Preparing Gluten Free Meals
Diet plays a key role in the treatment of celiac disease and other gluten related diseases. In order to maintain a healthy lifestyle, you should orient towards a diet with a variety of ingredients rich with minerals and vitamins. The following list of naturally gluten free food groups that will help you prepare healthy gluten free meals:
- Low Sugar Fruit (avocado, raspberries, blackberries, lemons, olives, cranberries, kiwi)
- Vegetables ( especially leafy greens, onions, sauerkraut, Brussels sprouts, asparagus, bell pepper, artichokes, celery, parsley, garlic, kale, carrots, broccoli, mushrooms)
- Dairy Products (eggs, both full cream and low fat milk, soy milk, cheese, yoghurt, kefir)
- Legumes and Beans(in their unprocessed form)
- Nuts (almonds, walnuts, peanuts and peanut butter)
- Naturally Gluten Free Grains (rice, quinoa, chia, buckwheat groats,flax, millet)
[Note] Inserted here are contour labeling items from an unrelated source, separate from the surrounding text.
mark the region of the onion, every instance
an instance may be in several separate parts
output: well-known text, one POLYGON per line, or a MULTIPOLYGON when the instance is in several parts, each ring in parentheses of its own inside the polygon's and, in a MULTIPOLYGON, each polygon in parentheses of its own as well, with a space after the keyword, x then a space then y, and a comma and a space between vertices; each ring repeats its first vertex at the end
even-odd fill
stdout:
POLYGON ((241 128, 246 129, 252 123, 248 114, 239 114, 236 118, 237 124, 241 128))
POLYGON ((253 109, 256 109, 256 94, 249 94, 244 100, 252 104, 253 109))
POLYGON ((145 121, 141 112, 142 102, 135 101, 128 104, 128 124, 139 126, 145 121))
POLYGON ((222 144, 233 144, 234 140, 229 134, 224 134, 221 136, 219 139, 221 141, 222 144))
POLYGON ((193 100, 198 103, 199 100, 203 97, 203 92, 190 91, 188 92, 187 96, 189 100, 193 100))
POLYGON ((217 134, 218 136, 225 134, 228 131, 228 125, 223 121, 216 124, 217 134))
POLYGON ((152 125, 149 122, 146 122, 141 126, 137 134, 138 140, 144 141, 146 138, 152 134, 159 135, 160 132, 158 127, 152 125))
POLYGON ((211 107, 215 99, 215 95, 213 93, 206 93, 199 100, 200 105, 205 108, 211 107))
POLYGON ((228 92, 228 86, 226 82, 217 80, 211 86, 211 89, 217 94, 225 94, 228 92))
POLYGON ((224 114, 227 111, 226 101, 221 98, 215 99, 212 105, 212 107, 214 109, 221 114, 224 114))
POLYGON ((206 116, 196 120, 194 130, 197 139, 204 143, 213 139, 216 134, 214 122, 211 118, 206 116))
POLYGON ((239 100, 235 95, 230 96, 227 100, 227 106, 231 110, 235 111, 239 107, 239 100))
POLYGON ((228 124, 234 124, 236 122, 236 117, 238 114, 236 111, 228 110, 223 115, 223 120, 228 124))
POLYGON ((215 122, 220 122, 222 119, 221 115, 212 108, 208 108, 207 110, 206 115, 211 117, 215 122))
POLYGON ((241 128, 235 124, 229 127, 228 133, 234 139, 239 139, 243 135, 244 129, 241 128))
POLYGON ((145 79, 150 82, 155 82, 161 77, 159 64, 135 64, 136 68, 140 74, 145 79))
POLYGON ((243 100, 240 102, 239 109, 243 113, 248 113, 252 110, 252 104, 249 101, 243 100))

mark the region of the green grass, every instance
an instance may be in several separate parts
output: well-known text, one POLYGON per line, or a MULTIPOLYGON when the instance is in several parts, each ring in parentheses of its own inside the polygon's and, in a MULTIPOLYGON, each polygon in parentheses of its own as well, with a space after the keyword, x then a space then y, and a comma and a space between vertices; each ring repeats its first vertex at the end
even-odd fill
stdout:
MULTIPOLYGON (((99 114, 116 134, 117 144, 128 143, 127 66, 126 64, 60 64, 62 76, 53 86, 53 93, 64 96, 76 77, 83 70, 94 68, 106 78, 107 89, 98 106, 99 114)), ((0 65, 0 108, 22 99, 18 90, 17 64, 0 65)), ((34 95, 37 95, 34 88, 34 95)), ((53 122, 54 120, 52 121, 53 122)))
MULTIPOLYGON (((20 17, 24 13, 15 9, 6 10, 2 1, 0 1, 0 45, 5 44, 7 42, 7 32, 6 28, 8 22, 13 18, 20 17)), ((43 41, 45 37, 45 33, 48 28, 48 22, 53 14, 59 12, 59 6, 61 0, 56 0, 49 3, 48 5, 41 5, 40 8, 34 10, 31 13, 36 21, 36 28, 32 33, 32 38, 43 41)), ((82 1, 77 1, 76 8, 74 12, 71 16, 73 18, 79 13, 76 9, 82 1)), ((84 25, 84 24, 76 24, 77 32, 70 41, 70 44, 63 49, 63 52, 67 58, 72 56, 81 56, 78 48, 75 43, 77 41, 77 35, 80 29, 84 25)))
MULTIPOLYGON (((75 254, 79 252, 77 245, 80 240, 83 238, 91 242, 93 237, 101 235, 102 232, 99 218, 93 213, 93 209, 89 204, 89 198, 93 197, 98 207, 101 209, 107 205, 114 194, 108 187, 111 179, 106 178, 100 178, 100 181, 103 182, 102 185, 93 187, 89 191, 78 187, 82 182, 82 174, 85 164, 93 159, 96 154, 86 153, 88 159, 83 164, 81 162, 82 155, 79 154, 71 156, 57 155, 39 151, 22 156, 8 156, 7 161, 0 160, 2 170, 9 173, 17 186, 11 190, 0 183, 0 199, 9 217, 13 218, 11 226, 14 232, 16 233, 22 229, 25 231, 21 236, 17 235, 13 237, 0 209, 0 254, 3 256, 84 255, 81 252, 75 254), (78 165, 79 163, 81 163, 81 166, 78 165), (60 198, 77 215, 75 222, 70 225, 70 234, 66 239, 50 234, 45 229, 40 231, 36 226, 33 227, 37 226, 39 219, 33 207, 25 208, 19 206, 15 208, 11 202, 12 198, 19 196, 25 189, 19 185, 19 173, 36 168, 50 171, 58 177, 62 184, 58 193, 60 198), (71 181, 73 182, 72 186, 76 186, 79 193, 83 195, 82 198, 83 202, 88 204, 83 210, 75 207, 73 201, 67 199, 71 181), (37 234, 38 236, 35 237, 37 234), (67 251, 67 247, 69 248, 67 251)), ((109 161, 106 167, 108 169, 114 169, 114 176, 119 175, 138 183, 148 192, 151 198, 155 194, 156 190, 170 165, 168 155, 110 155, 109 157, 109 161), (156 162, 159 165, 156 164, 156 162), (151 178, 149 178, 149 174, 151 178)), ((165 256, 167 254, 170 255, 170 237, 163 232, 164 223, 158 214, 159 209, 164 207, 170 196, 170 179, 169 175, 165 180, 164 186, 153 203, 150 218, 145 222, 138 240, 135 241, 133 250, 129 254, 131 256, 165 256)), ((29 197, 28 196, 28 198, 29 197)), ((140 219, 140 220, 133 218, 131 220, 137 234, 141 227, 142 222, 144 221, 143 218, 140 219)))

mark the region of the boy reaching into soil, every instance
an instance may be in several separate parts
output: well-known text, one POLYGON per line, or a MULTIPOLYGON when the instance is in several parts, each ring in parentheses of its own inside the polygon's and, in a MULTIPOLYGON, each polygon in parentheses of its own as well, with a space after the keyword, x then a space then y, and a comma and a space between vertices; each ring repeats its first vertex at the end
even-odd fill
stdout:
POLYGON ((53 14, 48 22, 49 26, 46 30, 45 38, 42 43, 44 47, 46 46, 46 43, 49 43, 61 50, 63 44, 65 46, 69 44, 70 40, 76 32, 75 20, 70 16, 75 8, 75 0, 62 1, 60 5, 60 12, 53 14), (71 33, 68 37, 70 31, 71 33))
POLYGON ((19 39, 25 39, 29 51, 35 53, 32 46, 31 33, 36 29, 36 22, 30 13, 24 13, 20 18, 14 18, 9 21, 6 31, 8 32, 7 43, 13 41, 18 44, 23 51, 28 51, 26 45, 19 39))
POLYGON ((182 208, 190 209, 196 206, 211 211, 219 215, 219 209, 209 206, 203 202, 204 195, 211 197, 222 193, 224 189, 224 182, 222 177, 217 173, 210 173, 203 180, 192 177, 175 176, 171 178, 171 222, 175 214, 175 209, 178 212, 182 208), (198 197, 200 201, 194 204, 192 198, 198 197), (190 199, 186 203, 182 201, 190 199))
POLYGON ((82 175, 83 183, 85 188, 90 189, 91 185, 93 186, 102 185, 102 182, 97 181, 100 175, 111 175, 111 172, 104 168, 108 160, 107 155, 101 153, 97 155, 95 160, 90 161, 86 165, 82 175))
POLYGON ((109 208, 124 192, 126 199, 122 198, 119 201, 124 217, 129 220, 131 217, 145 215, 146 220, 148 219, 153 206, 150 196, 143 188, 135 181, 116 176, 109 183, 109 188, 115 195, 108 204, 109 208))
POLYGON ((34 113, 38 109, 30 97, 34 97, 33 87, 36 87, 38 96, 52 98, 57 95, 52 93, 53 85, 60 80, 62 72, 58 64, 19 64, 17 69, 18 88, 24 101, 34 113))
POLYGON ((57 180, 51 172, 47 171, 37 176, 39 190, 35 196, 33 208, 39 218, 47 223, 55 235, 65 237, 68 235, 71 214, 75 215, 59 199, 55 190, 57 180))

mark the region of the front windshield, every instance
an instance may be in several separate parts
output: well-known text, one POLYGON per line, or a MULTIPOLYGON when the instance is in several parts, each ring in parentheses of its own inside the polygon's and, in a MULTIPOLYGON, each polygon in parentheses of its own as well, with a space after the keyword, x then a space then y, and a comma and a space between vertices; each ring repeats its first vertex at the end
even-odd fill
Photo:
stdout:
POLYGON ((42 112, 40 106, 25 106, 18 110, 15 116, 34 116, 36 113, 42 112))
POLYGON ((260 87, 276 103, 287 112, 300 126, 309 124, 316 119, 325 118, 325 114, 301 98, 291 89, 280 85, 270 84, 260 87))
Other products that you can use to enrich your gluten free meals are:
- Condiments (honey, jam, maple syrup, cocoa, gluten free sauces and salad dressings)
- Non-alcoholic drinks(all kinds of tea, coffee, mineral water)
- Alcoholic beverages (wine, spirits, liqueurs and gluten free beer)
- Gluten Free Pasta (rice noodles, buckwheat noodles)
- Snacks (popcorn, chocolate, corn chips)
Avoid gluten contamination
When cooking in a common kitchen environment and sharing utensils, it is important for people with coeliac disease to avoid contaminating their food with gluten. Tips include:
- Use a separate toaster
- Keep separate gluten free utensils or thoroughly clean all chopping boards and utensils that have been used for foods containing gluten
- Avoid using oil that has been used to cook gluten containing foods
- Wash your hands after being in contact with gluten containing food
Conscious cooking is the path to healing the mind and the body. If you think you don’t have enough time, start implementing small changes in your day-to-day lifestyle. If you are still having symptoms over time, be sure to consult a doctor or a professional nutritionist in case you are accidentally eating gluten or if something else may be the root of the problem. Always remind yourself that it does take time for the body to heal itself.Over time, you will discover that small steps make the greatest changes.